Cristina Kirchner, condenada por corrupción, podría evitar la cárcel y seguir en política gracias a un entramado de fueros y apoyos partidarios.
Corrupción e impunidad: cuando los fueros se convierten en refugio.
La posibilidad de que Cristina Fernández de Kirchner, condenada por corrupción, acceda nuevamente a fueros parlamentarios para evitar la cárcel no solo es indignante, sino profundamente alarmante. Este caso pone de relieve un sistema que, lejos de garantizar justicia, parece diseñado para proteger a los poderosos cuando más se los necesita sentar en el banquillo, o ponerlos tras las rejas para que dejen de robar y hacer tanto daño.

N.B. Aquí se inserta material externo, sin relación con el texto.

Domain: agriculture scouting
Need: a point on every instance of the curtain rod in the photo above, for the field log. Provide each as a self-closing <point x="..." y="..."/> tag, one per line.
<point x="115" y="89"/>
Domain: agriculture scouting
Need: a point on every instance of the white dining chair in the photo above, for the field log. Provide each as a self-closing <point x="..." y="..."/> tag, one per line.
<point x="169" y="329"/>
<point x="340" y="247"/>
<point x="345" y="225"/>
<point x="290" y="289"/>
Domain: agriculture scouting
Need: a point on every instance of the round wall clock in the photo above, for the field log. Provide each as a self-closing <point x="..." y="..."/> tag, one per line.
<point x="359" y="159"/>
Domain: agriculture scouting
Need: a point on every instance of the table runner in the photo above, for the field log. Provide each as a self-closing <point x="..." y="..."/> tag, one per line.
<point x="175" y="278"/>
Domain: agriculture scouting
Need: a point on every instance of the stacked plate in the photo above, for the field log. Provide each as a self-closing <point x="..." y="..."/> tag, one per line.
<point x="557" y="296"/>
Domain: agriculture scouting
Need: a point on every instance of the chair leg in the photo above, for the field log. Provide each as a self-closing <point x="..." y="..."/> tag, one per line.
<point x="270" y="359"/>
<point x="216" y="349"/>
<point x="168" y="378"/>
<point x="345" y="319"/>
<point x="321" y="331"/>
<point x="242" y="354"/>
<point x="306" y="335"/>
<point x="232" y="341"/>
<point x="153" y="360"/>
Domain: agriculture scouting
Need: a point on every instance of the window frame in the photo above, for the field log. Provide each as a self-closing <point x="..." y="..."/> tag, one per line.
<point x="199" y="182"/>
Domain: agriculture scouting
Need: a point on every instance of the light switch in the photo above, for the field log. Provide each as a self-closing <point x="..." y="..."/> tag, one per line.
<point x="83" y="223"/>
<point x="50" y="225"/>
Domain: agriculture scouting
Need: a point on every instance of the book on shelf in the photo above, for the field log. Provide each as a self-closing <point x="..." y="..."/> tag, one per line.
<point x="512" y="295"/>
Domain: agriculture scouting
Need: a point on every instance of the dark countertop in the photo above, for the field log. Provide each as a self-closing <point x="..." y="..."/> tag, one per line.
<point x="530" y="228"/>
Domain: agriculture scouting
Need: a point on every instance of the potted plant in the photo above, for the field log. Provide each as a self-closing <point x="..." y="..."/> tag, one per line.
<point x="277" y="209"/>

El reciente movimiento de la Corte Suprema de Justicia, al derivar el expediente de la causa Vialidad al Procurador General interino Eduardo Casal, marca un nuevo capítulo en una historia de larga data y alto impacto institucional. Casal deberá decidir si respalda el recurso presentado por el fiscal Mario Villar, quien insiste en que la ex presidenta debe ser condenada no solo por fraude sino también por asociación ilícita, elevando la pena a 12 años de prisión.
Aunque su opinión no es vinculante, se espera que Casal apoye el planteo, lo que habilitaría a la Corte a avanzar en la confirmación de la condena. Sin embargo, la cercanía del calendario electoral ensombrece el proceso judicial con un inevitable sesgo político. ¿Será la justicia o el cálculo electoral quien dicte los tiempos?
Más allá de los tecnicismos judiciales, lo que resulta inaceptable para cualquier ciudadano que respete el estado de derecho es que una persona condenada por corrupción —con fallo confirmado en dos instancias— pueda postularse a cargos públicos con total impunidad. Esto es posible por el perverso mecanismo de los fueros, que en lugar de proteger la labor legislativa, terminan siendo un escudo para delincuentes de cuello blanco.
La postulación de Cristina Kirchner como candidata, sea en el ámbito provincial o nacional, depende directamente de la velocidad con la que la Corte se pronuncie. Si el máximo tribunal rechaza el recurso de queja presentado por su defensa, la condena quedará firme, activando su inhabilitación perpetua para ejercer cargos públicos. Pero si la resolución se demora —como tantas veces ha ocurrido—, la ventana para su eventual candidatura permanecerá abierta.
Más preocupante aún es el andamiaje político que sostiene su figura. Desde distintos sectores del oficialismo se impulsa su regreso a la arena electoral, minimizando su condena e incluso justificándola bajo argumentos de “persecución judicial”. Esta narrativa no solo es peligrosa: erosiona la credibilidad de las instituciones y normaliza la corrupción como parte del paisaje político.
La Corte tiene en sus manos una decisión que excede lo jurídico. Resolver con celeridad y firmeza este caso sería un mensaje inequívoco: la justicia no está al servicio del poder. Pero si la causa se empantana en recursos y demoras, el mensaje será el contrario: que en Argentina, aún con una condena sobre los hombros, es posible reciclarse en la política y obtener impunidad a través del voto.
Cristina Kirchner no está sola en esta trama. Ex funcionarios como Julio De Vido y empresarios como Lázaro Báez también han sido beneficiados por resoluciones judiciales polémicas. El fiscal Villar apeló incluso las absoluciones de varios de ellos, señalando inconsistencias en la valoración de pruebas y decisiones “dogmáticas” de los tribunales inferiores.
La sociedad argentina ha visto pasar demasiados casos de corrupción sin justicia real. No se trata solo de Cristina Kirchner. Se trata de si aceptamos que el poder político esté por encima de la ley. De si estamos dispuestos a convivir con la idea de que la corrupción tiene costo cero mientras se conserve influencia y votos.
En un país donde la pobreza ha reinado y la desconfianza hacia las instituciones se profundiza, permitir que una figura condenada por saquear el Estado aspire a seguir gobernando es una afrenta a la democracia misma. La Justicia tiene la última palabra. Y el país, la memoria.